Copenhagen’s rise as a culinary destination has been nothing short of spectacular. Local chef Kamilla Seidler, director of Restaurant Lola and Hahnemanns Køkken, credits the 10-point New Nordic Manifesto of 2004, which outlined a philosophy around sustainability, quality and health, for jump-starting the movement.
“The food scene has grown explosively since its introduction,” she explains. “It helped attract a lot of talented people from all over the world. Many of them decided to stay in Copenhagen and Denmark. This has shown that a small city can have an excellent selection of world cuisine all within a few blocks.”
Seidler says it has made the Nordic and Danish cuisine “limitless,” and avoided what she describes as “grandmother” syndrome. “Most top restaurants 20 years ago were French or Italian and not Danish. With the reviving of the manifesto, we started believing in ourselves and the local produce but without having a lot of rules, which has led to great creativity.”
At her restaurant, Lola, she spotlights Danish organic produce mixed with spices, techniques and a playful interpretation of world cuisine.

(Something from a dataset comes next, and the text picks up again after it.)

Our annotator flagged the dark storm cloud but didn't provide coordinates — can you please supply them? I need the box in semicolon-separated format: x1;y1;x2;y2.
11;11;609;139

Her lunch menu includes the most traditional meal you can have in Denmark – Smørrebrød (open-faced sandwiches) – but brings in global touches, like sprinkles of kaffir lime salt and pico de gallo.
On the cocktail front, blink and you could miss what’s hot. “In the cocktail space, trend will move through it in a year or two,” notes trend spotter Mike Kostyo. “In other categories, it takes a good six to eight years.”
European mixologists have been taking North American drink classics and putting their own spin on them with impressive results. Greek bartenders at The Clumsies in Athens concocted the aqua blue Aegean Negroni, inspired by the sea. Time Out magazine voted it the No. 1 mixed drink in the world.
At Le Bar in the recently opened Hotel des Grand Voyageurs in Paris, bar manager Sacha Zunic reinvented the Lemon Drop Martini, which originated in San Francisco in the 1970s. “The challenge in doing this is keeping the same aromatics that people love, whilst still creating something fresh and original,” he says. “You want the guest to recognize the classic that they know and love [but still] discover something completely new.”
Zunic’s tasty version – the bar’s best-selling cocktail – strikes a perfect balance between bitter, sweet and sourness with unexpected notes from banana liqueur. He also revamped the Long Island Iced Tea by dialling back the booziness while amping up the flavour with bitters and Chinotto, an orange-infused carbonated soft drink. And in keeping with current trends toward no and low booze, he offers mocktail swaps for these classics.
What will you find in your glass and on your plate in the days and months ahead? If European food trends are any indication, it will be delicious.